His condition did not improve. And I had to leave him at the clinic for the night.

It is the first time that I have been separated from him in five years. I was (still am) worried sick. BF put his arm around me, kissed me on the front and led me to the car as I imagined the cries of Dog all alone in the vet’s waiting room.Then my cellphone rang.

“Hello, I am Alsatian Vet. I saw Yaco this morning. I was just wondering how he was,”

“He is… he had to get hospitalized. For the night. We are leaving the clinic now. They will know more tomorrow afternoon,” I couldn’t control my sky-high voice pitch. It was embarrassing. I wanted to hang up. “Thank you very much for your help this morning…”

“That was no problem at all. Thank you for the sandwich,” I had made him a hot-omelette sandwich for the way, because it was lunchtime and he was off to heal another animal and he wouldn’t have the time to eat, but most of all because I needed something to do with my hands while he treated Dog. “It was delicious. Tell you what, I will send you one of the books my wife translated,”

He was still trying to cheer me up. I sniffed. “That is very kind of you… But I read them in English,”

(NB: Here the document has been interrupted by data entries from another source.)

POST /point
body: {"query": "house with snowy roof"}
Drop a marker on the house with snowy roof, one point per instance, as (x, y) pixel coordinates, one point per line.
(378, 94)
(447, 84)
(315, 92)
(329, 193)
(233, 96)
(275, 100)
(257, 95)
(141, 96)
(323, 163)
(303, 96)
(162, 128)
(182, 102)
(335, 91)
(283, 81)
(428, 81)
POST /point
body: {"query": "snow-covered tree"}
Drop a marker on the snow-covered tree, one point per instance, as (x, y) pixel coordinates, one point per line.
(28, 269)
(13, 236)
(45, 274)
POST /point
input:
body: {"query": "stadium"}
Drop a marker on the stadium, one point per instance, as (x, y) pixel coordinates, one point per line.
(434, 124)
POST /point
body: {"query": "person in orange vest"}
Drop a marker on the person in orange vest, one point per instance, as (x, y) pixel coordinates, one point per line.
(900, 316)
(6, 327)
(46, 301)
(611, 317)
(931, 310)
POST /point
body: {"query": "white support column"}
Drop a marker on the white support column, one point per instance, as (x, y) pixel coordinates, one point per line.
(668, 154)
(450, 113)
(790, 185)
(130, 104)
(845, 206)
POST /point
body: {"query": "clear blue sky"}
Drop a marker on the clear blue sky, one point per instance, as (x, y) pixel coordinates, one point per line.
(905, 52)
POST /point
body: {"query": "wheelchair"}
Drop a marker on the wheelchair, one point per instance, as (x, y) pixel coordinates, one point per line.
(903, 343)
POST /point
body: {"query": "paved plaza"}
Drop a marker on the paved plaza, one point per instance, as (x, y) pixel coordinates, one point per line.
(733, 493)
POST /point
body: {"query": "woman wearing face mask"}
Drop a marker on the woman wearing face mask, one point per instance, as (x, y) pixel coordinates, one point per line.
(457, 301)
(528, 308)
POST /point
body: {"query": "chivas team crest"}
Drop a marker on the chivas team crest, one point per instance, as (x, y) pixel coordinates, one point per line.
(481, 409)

“Yes, but that way you will be able to see the differences, it might be fun,”

“Yes…”

“Take care, little one,”

And he hung up.

I don’t know what the moral of this story is. What I know, however, is that I will always associate McCall Smith with Dog’s sad brown eyes as I left him there. And maybe, fingers crossed, with his recovery.

I am crossing my fingers so hard they are becoming hooks.

Cozy in Polarland
25 December, 2010

I blame this obsession on her

I love detective novels. Specially the ones where the detective is either an old lady that can discover who murdered the postman AND prepare an awesome clam chowder for her nieces and nephews in time. Or a small-town librarian from the South of the United States (the Aurora Teagarden Mystery series by Charlaine Harris). Or a sarcastic outsider in a really cold country that makes witty observations and dresses impecably. These women, which more often than not are middle-to-late aged, are the reason why since I was little I wanted to be a grandmother. They seemed to lead such interesting lives and always have delicious food in the table and roast beef in the oven!

These novels are perfect to curl up with a cup of tea (or chocolate, or bovril, or grog) and your favorite tartan comforter during the cold winter months. In France detective novels and thrillers are called “Polars” (from the word “policier”, Police Novels) and in the outskirt of Paris’ town where I live they even have an annual festival dedicated to them. Too bad they only feature French translations.

Anyway, my latest discovery is the Crochet Mystery series by Betty Hechtman, which I haven’t actually read yet but I am dying to find. The books showcase proud cozy titles like Dead Men Don’t Crochet, By Hook or by Crook and You Better Knot Die. The protagonist’s name, Molly Pink, has the perfect ring to immediately picture weekend cupcake bake sales and quirky side characters. Her crochet group is called the Tarzana Hookers. I hope somebody gets strangled with a yarn of wool or stabbed with a knitting needle.

Most of all, I hope I can find it in the Used – Occasion section of Shakespeare & Company, because I can’t order them online as the postman, after ten months of living here, still seems unable to find my address.

I should start sharpening my knitting needles.